The Austin Chronicle

https://www.austinchronicle.com/books/2008-03-14/601517/

Graphic Novels

Reviewed by Wayne Alan Brenner, March 14, 2008, Books

Incognegro: A Graphic Mystery

by Mat Johnson and Warren Pleece
Vertigo, 136 pp., $19.99

This graphic novel by writer Mat Johnson and artist Warren Pleece is a historical thriller set during the Harlem Renaissance of early last century. Our protagonist, Zane Pinchback, is a young journalist, a black man who, pale enough to pass for white, sometimes leaves New York to go undercover in the Deep South and investigate and document lynchings. So: He's an intrepid young journalist, one lucky enough (so far) to have escaped violent situations without coming athwart a noose himself. This story's about what happens when Pinchback tries to uncover the tangle of death-stained secrets that have landed his older brother in jail for a murder he didn't commit, way down in the crackery sticks of Mississippi.
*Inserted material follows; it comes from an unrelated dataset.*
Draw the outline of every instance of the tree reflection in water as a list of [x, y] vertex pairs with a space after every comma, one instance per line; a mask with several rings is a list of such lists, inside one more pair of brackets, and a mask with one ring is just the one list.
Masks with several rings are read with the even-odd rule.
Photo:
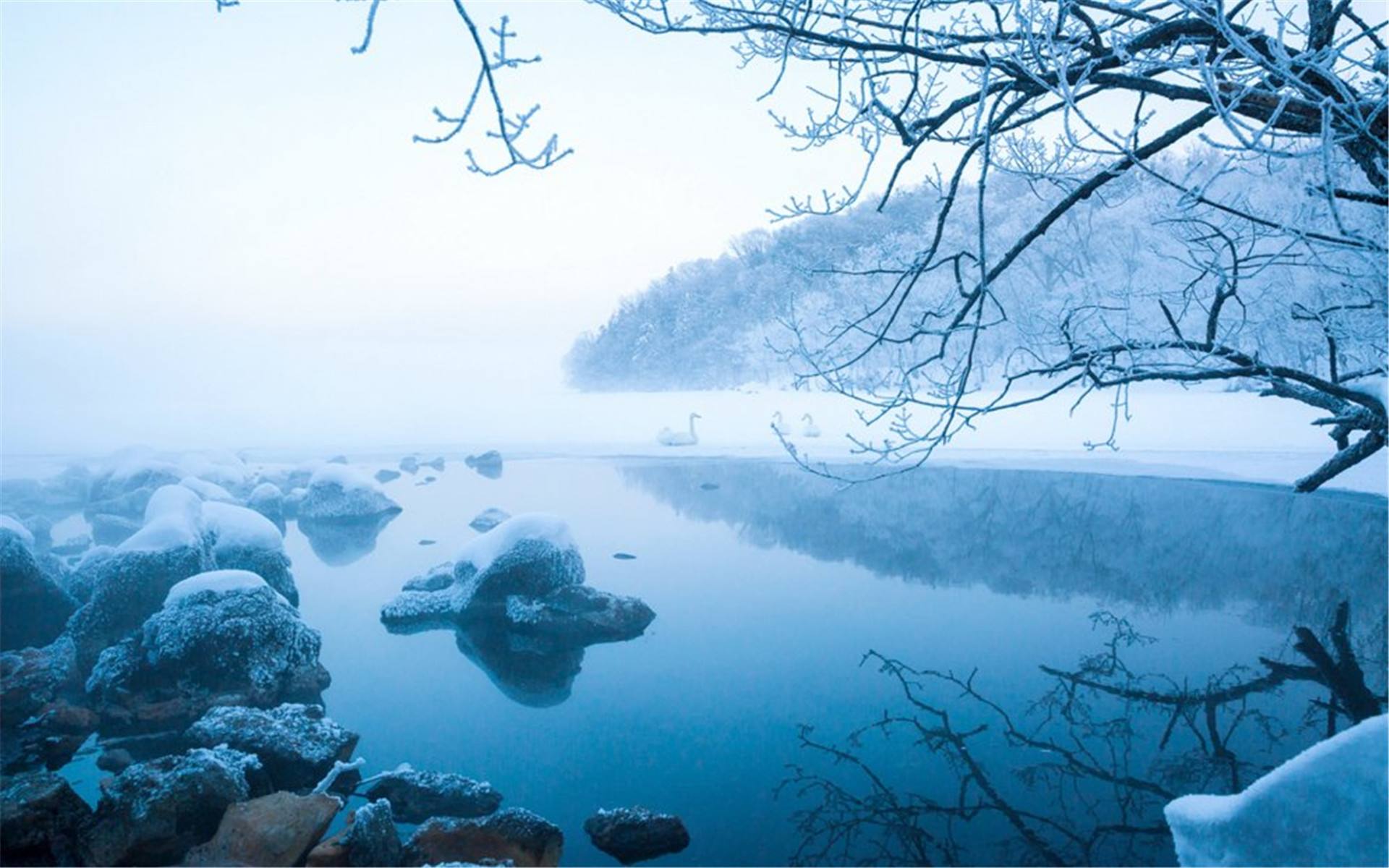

Pinchback's character was inspired by real-life "incognegro" (and former head of the National Association for the Advancement of Colored People) Walter White, and this lends credibility to an idea that might seem too outlandish. Also upping the verisimilitude is the wealth of societal and racial details provided, in action and discussion, by Pinchback and his associates; the author uses these to form a solid human foundation upon which to erect a multileveled plot, and the story trucks along briskly. The dialogue crackles, the situations compel, a few wacky bits of humor leaven the gallows atmosphere even while straining disbelief. Two-thirds through and a few revelations still uncovered, though you can feel the narrative's machinery falling into a sharp Hollywood pattern where each problem and its fallout will be as neatly resolved as a puzzle savant's Rubik's Cube.

Now, some people like that sort of thing; they must, or America's box-office favorites wouldn't be the ones they are. But we felt a bit cheated here, figuring such a gambit of tidiness more in line with less ambitious pop-culture offerings and not quite worthy of the thoughtful background and characterization Johnson's wrought here. Still, it rankles only near the end, and this is a tale worth reading. Also for the stunning, perfectly directed artwork of Pleece, had we mentioned that? A treat for the eyes, a marvel of illustration arranged in the service of narrative.